Challenges Building Big Data Pipelines for Next Generational Workloads
In the past decade, the volume, velocity and variety of raw data available has grown to increasingly massive numbers. With more data, companies stand to quickly turn raw data in gold. Quickly feeding data scientists with clean and manageable datasets can help companies remain agile within their relative industries. Data pipelines can reduce operation costs and boost productivity. Unsurprisingly enough, issues arise at scale and data pipelines are by no means immune.

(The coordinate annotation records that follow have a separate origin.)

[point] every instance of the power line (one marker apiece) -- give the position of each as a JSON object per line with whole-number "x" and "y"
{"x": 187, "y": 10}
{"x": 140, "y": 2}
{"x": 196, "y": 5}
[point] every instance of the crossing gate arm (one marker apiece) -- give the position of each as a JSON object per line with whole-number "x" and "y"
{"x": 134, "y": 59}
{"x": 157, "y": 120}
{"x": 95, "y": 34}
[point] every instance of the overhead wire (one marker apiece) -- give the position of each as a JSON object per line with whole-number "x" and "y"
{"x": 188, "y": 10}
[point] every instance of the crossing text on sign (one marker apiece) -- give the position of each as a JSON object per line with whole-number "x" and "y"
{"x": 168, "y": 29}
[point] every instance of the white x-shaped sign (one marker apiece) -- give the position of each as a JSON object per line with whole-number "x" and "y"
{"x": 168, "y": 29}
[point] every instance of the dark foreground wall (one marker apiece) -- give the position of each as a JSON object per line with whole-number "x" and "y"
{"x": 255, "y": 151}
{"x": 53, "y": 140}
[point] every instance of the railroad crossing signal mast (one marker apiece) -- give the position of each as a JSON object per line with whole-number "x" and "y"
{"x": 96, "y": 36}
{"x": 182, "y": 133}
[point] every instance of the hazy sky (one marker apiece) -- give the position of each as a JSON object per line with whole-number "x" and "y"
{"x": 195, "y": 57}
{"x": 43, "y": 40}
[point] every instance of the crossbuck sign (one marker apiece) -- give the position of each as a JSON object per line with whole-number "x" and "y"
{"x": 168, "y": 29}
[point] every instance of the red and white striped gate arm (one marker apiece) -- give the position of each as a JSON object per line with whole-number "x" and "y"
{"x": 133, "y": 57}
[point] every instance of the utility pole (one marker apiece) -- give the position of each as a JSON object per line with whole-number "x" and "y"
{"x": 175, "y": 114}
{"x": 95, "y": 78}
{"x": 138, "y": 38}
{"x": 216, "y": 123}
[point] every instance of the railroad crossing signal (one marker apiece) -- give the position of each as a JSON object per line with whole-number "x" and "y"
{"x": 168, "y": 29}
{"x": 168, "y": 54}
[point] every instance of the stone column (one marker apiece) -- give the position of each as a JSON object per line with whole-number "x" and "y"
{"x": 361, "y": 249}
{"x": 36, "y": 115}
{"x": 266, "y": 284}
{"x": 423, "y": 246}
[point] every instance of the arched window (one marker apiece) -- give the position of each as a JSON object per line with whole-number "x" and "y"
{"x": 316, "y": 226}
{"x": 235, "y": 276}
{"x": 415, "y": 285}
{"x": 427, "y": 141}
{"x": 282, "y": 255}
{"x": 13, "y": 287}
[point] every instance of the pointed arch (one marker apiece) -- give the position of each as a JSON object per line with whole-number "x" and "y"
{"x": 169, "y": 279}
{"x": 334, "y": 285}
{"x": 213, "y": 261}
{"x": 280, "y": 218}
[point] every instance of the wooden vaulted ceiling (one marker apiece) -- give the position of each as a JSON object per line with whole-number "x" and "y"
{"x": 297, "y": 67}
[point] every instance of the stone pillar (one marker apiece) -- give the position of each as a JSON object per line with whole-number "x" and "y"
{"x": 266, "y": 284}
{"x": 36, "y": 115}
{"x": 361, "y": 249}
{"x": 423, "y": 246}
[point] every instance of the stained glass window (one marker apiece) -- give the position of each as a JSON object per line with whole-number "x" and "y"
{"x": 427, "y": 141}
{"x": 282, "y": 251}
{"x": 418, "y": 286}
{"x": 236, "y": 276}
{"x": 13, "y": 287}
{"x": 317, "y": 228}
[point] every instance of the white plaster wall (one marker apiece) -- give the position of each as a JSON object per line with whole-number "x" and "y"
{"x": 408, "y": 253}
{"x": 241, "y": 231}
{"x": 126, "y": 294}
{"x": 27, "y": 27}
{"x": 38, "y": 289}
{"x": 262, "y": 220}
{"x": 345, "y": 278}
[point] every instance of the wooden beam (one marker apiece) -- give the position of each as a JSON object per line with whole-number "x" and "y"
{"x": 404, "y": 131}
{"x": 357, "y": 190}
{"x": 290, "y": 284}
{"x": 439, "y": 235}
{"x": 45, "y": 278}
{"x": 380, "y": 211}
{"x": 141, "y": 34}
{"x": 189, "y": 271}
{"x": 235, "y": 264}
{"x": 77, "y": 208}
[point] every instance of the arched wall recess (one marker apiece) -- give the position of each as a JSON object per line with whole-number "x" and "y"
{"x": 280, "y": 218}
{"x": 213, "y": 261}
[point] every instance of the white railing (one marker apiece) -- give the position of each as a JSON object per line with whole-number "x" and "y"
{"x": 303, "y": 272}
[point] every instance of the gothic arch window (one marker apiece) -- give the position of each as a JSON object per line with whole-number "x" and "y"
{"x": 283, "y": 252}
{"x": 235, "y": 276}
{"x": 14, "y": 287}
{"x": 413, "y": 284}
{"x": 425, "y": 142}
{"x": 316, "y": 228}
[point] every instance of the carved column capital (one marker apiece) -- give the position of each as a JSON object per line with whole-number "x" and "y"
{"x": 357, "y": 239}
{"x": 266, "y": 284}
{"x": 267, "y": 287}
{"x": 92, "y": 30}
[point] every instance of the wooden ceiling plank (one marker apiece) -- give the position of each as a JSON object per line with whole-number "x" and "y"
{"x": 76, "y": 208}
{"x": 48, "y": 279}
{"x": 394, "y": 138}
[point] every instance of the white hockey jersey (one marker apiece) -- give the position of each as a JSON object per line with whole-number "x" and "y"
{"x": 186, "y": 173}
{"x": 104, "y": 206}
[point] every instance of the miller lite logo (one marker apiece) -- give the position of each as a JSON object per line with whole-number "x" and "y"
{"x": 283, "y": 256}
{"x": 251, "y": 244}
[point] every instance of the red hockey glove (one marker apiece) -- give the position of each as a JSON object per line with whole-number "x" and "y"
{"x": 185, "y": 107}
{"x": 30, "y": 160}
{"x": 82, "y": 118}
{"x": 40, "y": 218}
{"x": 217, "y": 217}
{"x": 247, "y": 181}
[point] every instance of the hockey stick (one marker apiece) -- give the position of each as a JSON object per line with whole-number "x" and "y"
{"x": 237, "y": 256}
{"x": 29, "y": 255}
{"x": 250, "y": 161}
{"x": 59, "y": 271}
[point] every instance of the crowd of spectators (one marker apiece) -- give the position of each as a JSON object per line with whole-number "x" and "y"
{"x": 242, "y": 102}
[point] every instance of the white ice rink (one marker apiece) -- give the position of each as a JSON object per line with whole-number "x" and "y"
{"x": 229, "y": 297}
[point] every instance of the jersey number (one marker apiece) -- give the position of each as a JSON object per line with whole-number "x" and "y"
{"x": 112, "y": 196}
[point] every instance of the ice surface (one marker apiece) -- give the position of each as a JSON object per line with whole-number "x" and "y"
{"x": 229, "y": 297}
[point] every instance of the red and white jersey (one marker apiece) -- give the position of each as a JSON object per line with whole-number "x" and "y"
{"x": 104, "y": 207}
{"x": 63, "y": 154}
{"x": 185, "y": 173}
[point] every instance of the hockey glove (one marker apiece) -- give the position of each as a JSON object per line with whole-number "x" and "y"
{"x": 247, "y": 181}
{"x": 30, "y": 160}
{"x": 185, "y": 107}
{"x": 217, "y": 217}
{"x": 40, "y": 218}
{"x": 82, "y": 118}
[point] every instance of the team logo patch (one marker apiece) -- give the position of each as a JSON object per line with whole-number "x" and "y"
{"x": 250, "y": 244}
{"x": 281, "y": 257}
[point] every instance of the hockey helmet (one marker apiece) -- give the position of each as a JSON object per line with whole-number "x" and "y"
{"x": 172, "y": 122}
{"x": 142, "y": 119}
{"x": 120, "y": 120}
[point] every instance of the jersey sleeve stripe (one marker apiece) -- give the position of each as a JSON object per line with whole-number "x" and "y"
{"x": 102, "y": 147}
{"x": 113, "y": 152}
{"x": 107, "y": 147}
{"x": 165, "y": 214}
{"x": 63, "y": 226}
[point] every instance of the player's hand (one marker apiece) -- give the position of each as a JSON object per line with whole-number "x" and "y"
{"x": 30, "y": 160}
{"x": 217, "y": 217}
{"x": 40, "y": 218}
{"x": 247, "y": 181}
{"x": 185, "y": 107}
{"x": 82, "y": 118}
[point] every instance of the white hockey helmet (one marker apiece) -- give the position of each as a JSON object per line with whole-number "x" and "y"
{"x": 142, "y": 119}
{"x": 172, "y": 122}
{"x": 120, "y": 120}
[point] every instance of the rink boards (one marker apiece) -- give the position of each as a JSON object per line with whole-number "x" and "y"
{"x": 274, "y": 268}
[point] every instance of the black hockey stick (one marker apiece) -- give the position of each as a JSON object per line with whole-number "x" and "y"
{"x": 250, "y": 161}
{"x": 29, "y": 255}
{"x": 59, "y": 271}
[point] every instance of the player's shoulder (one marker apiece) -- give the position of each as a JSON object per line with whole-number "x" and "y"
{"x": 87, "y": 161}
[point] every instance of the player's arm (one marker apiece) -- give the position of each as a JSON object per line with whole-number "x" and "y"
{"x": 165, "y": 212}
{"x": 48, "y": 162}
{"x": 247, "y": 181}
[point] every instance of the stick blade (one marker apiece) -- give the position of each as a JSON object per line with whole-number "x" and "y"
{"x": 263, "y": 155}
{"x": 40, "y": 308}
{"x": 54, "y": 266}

For context, data pipelines merge together software to automate the unification, management and visualization of the raw data – handling the ETL in a predefined iterative process. At the beginning of the pipeline, the raw unstructured data sits in applications, databases, files or in the cloud. As the data moves through the pipeline, it is cleaned and transformed until it can be effectively presented in a given business intelligence tool. While data pipelines serve the specific needs of a company, they all implement the following steps:
- Extraction: Here, the relevant fields of the dataset can be feature engineered. For example, given a feature of full addresses, this step can pick out zip codes, states, etc.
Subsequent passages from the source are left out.